Kellogg Debate participants, from left to right: Klaus Weber, Craig DePriester ’12, moderator David Besanko, Mohan Sawhney and Matthew Gold ’12

Kellogg Debates

Faculty-student teams face off over whether the global carbon footprint can be shrunk by private enterprise alone

By Daniel P. Smith

3/16/2012 - Can the global carbon footprint be reduced by private-sector, market-driven initiatives alone?

Asked that question prior to a Feb. 28 debate on that issue, nearly 80 percent of the Kellogg students in attendance answered with a resounding “no.”

Those numbers didn’t daunt Professor Mohan Sawhney and student Matthew Gold ’12, who had been assigned the pro-market position in the second of this year’s Kellogg Debates. “Good thing we’re salmon,” quipped Sawhney, noting the pair’s willingness to swim against the popular tide.

That spirit set the stage for a lively debate with Kellogg Associate Professor of Management and Organizations Klaus Weber and Craig DePriester ’12, who took the position that public policy must play a role in reducing the global carbon footprint.
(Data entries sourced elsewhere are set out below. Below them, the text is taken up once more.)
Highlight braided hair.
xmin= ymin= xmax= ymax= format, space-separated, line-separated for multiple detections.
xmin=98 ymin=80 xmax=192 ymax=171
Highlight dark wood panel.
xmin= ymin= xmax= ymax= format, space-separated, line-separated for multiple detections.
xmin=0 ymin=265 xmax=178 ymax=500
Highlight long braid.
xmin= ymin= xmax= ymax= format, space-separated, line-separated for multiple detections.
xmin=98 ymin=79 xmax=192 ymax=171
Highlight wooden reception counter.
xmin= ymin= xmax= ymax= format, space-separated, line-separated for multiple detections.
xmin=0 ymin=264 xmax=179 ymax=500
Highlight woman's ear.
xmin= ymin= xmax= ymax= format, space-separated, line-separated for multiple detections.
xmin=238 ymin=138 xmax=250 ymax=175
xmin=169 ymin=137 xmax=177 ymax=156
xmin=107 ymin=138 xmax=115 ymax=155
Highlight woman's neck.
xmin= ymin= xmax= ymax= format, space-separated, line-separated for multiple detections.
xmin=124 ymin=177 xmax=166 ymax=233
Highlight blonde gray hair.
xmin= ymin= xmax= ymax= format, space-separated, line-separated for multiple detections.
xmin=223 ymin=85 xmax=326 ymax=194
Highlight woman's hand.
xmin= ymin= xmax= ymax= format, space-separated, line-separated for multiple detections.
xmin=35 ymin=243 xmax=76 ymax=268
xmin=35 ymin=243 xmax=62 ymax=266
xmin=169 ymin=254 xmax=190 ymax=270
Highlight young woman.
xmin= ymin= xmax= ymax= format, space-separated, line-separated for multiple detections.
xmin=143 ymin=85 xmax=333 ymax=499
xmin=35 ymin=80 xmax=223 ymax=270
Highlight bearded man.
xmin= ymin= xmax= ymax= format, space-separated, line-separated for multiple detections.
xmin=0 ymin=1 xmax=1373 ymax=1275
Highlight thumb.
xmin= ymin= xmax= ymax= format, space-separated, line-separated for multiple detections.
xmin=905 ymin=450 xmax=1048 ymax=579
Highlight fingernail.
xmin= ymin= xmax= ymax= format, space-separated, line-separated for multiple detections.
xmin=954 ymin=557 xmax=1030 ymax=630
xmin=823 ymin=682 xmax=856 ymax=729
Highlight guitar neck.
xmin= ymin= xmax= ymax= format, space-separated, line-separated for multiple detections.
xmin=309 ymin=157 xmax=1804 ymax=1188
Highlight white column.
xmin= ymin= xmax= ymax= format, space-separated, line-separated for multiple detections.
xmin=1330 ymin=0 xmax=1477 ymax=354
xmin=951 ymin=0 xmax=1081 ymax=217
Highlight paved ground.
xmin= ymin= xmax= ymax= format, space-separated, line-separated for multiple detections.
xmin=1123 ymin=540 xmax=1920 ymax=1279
The hour-long debate was hosted by the Kellogg Student Association’s global affairs and academic committees and co-sponsored by the Sustainable Business Club. David Besanko, the Alvin J. Huss Distinguished Professor of Management & Strategy, served as moderator.

As is conventional in formal debate competitions, the participants were assigned positions on either side of the issue, so the arguments they advocated did not necessarily reflect their own personal views.

Let the private sector run
Arguing for the measure, Sawhney cited General Electric and FedEx as two notable examples of private sector companies working independently to decrease their carbon footprint.

“The fundamental fact is that green is good for green. What’s good for a company, the environment and society is good for the bottom line,” Sawhney said.

Gold added that less regulation and government meddling would inspire more environmentally mindful innovation from the private sector.

“The private sector may not turn the globe carbon-neutral, but it does have substantial power to reduce the world’s carbon footprint so long as the public sector doesn’t monkey in the markets and pick winners and losers,” Gold said.

More than private enterprise needed
Weber, meanwhile, built his argument around the word “sufficient.” Private enterprise might spark positive environmental momentum, he said. But, he added, market-driven initiatives alone would not generate the needed impact.

“Real change requires government intervention and civil societies to push the private sector in the right direction,” Weber said. He noted that many solar, wind and nuclear innovations received government funding in their early development phases.

Identifying global warming as both an economic and human disaster, DePriester argued that public and private entities should work together. The market alone, he said, is inadequate for the challenge.

“There are isolated instances were companies are making headway, but we cannot duplicate swift action and change without a coordinated effort,” DePriester said.

Relevant issue
Besanko said the debate’s topic was particularly relevant, given the strong opposition of Republicans and coal-state Democrats to policies such as cap and trade. With many legislative solutions to the issue of climate change on hold, Besanko said it will be largely up to the private sector to drive initiatives to reduce carbon emissions in the U.S.

“A key question is whether private sector initiatives will be sufficient to achieve the necessary reductions in an economy with one of the largest per-capita emissions rates in the world,” he said. “The debate was important because it explored this very question.”